I wish I understood what the sky was asking as the sun hovered over the hills - a blood orange in a lavender pool. Darkness tried to sulk it’s way in, but headlights, heatwaves, and echos of laughter kept it firmly in the fists of July.
I took a moment to breathe it all in - to feel the dry heat, the stickiness of palms, the cells of my skin learning to be brown.
I was moving down Highway 55 going nowhere in particular. The windows were cranked down and the wind grasped at my untamed hair. Everything smelled of nostalgia- the same bitterness, the same sweetness, the very same strangeness of last summer.
Teenagers drove by, frantically kissing at every stop light. There is something peculiar and delicious about being in love and understanding nothing all the same.
The orange of sunset reflected boldly on the pond near the side of the road. As the wind ran it’s fingers through gently, the water faded to rose and the bank seemed to tremble at the lightness of it all. The whole evening was light.
Sunlight, thin air, the apparent lack of anything. The feelings in moments like this are incomparable. I thought to last summer, I thought to last night, I thought to the inescapable heat of tomorrow.

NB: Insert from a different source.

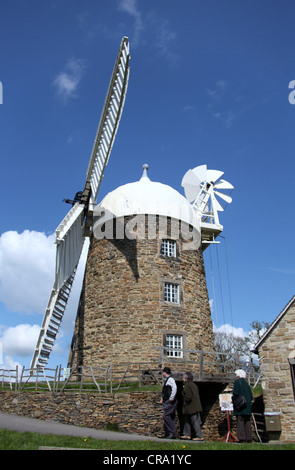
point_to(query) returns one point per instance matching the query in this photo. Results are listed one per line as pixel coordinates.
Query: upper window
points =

It is on nights like this when I can feel the colors of evening sink into my skin that I know somewhere out there there is something to be found - somewhere out there, there is teenage love that lasts, and rose-petaled shores that await cold toes. On nights like this, I stop my car in empty parking lots, in empty fields. On nights like this I am empty of expectation and I smile at the small things.
Because in the summer, the whole world is open to me. The whole world is a gaping mouth with lips that were born to inhale the particles of dust that made today. Summer answers it’s own questions, even after the blood orange has been peeled and it’s shell laid across the hills. And I just live within it.